Figure 1.

iPSCs Derived from Fibroblasts and Blood Cells Are Transcriptionally Similar

(A) Schematic representation of the study. Genetically matched iPSC were produced from fibroblasts and blood cells (PBMCs) from four female donors (T14, T42, T53, T55) using Sendai virus (SeVdp) mediated reprogramming. The cell lines used in this study are listed in Table 1. Fibroblast-derived iPSCs (F-iPS) and blood-derived iPSCs (B-iPS) are shown in black and red, respectively, throughout the figures.

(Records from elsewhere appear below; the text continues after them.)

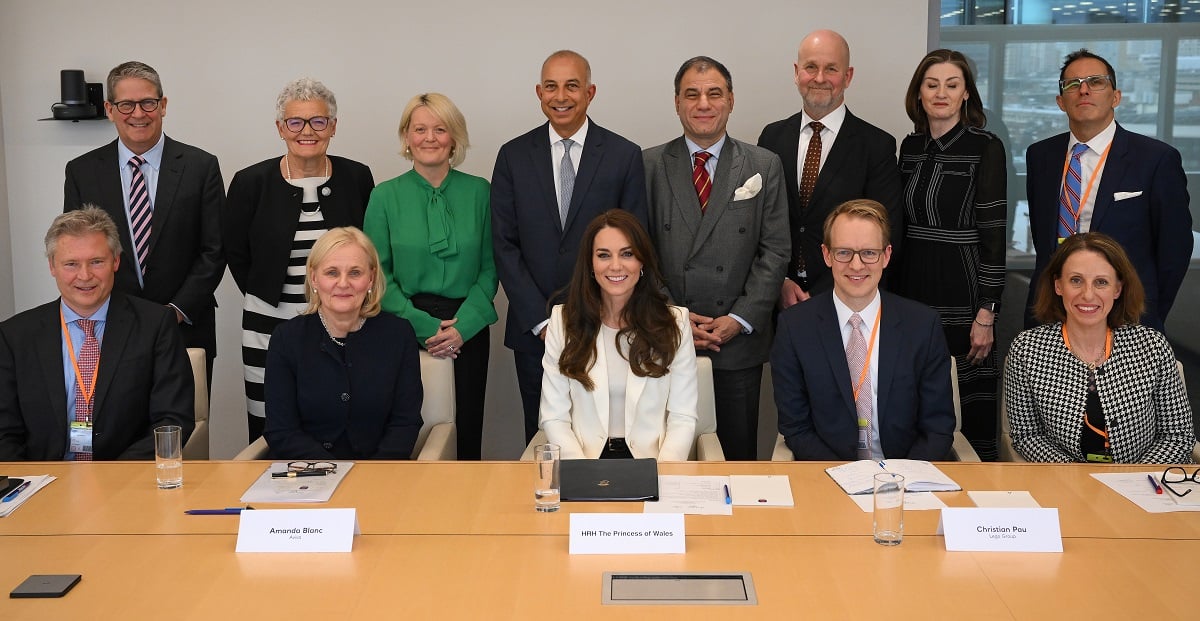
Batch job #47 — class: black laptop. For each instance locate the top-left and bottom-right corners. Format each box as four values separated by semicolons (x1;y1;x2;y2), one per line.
559;458;659;502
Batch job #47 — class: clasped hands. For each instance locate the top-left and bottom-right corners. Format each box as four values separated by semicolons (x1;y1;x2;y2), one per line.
689;313;742;351
425;318;462;360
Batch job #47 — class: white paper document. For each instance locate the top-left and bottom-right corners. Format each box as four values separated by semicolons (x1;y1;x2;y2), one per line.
1092;470;1200;513
846;492;946;513
643;475;733;516
0;475;55;518
730;475;796;507
967;490;1042;508
241;462;354;502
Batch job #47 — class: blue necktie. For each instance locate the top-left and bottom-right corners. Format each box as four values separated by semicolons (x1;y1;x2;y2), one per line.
1058;143;1087;243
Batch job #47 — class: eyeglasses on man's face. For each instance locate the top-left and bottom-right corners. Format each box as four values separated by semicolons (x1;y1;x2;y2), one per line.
283;116;329;133
1160;466;1200;498
112;98;162;114
1058;76;1112;94
829;248;883;265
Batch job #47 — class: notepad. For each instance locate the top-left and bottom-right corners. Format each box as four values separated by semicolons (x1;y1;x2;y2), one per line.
826;459;962;494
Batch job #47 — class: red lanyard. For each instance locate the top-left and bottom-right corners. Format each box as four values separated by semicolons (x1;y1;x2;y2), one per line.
59;308;100;410
854;305;883;403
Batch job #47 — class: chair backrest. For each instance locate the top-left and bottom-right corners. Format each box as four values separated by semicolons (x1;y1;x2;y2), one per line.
696;356;716;436
413;349;456;458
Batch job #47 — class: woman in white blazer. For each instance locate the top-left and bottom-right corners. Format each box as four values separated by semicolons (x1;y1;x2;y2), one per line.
540;210;697;462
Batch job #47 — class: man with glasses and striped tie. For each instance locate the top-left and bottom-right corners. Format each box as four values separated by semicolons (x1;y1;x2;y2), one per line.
0;205;194;462
64;61;226;386
1025;49;1192;330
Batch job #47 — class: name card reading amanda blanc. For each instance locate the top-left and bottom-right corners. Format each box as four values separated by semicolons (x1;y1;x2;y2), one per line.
238;508;359;551
570;513;686;554
938;507;1062;553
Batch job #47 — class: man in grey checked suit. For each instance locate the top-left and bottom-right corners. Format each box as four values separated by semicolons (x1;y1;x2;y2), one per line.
642;56;791;460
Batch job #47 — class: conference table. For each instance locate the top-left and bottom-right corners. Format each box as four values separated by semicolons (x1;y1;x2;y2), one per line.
0;462;1200;621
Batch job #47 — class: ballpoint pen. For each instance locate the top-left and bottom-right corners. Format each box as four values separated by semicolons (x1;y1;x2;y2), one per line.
271;470;329;478
184;507;254;516
0;481;29;502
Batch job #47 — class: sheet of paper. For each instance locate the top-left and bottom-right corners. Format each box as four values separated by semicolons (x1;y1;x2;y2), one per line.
967;490;1042;508
0;475;55;518
846;492;946;513
241;462;354;502
643;475;733;516
730;475;796;507
1092;470;1200;513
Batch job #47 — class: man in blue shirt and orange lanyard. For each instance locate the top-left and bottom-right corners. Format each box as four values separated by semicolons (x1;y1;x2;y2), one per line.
0;206;194;462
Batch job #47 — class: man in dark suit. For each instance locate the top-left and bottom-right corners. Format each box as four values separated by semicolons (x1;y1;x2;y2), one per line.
770;199;954;460
1025;49;1192;331
0;206;194;462
758;30;904;308
643;56;788;460
492;50;646;442
64;61;226;376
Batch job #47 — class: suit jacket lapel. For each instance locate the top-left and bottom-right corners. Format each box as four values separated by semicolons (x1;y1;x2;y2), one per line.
1088;125;1129;230
662;137;713;240
92;295;133;422
150;138;186;252
37;301;74;438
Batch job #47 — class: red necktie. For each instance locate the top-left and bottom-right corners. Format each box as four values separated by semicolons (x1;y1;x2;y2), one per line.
691;151;713;215
74;319;100;462
130;156;152;275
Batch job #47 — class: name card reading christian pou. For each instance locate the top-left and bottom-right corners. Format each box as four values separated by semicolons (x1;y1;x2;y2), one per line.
570;513;686;554
937;507;1062;553
238;508;359;551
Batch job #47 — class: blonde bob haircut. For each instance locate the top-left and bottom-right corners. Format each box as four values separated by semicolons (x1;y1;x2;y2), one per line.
400;92;470;168
300;227;386;318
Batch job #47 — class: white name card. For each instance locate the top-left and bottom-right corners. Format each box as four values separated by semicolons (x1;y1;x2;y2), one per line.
570;513;686;554
937;507;1062;553
238;508;359;551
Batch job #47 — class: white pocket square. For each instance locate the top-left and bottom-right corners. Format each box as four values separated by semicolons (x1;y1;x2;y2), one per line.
733;173;762;200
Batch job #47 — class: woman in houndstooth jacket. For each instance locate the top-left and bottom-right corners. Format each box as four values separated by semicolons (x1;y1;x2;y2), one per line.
1004;233;1195;464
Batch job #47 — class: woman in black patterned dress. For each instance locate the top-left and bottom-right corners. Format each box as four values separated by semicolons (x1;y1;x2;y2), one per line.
892;49;1008;460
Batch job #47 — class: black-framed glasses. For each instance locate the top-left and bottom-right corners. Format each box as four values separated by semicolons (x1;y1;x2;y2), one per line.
1058;76;1112;92
829;248;883;265
1159;466;1200;498
113;97;162;114
283;116;330;134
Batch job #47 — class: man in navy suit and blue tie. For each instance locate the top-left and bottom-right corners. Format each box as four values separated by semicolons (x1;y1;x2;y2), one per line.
1025;49;1192;330
492;50;646;442
770;199;954;460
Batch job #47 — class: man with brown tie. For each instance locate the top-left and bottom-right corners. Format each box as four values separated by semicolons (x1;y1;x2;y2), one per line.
758;30;904;308
0;205;194;462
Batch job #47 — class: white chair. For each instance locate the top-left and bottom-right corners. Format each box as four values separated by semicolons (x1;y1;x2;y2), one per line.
770;356;980;462
184;348;209;460
234;349;458;462
521;356;725;462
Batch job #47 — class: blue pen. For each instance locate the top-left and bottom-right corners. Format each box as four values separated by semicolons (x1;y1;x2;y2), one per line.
0;481;29;502
184;507;254;516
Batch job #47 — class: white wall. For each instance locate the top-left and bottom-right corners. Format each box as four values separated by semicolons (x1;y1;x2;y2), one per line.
0;0;930;458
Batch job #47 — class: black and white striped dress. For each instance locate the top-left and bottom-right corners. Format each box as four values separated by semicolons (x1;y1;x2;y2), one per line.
241;176;329;426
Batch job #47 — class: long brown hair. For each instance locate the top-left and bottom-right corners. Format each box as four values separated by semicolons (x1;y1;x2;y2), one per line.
558;209;683;391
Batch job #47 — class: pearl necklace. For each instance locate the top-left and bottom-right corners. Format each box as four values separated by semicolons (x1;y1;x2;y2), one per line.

(B) PCA of global gene expression data of genetically matched F-iPSCs (n = 8) and B-iPSCs (n = 10) derived from four donors, two human embryonic stem cell lines (hESC), and somatic cells of origin (n = 4/4). Characterization of iPSC lines is presented in Figure S1.

(C) Unsupervised hierarchical clustering of global DNA methylation profiles in genetically matched F-iPSC (n = 8) and B-iPSC (n = 10) lines, somatic cells of origin (n = 4/4), and two hESC lines (H1, H9) performed on a single-nucleotide level using reduced representation bisulfite sequencing.

(D) Pairwise correlation of the genetically matched F- and B-iPSC lines for each donor (T14, n = 4; T42, n = 5; T53, n = 5; T55, n = 4) after local-pooled-error test. The entire list of genes for each donor is presented in Table S1. The direction of the correlation is visualized using thin lines inside boxes, and the magnitude of correlation using the colors. Darker color corresponds to the higher correlation. Isogenic iPSC lines derived from donor T42 display the lowest correlation.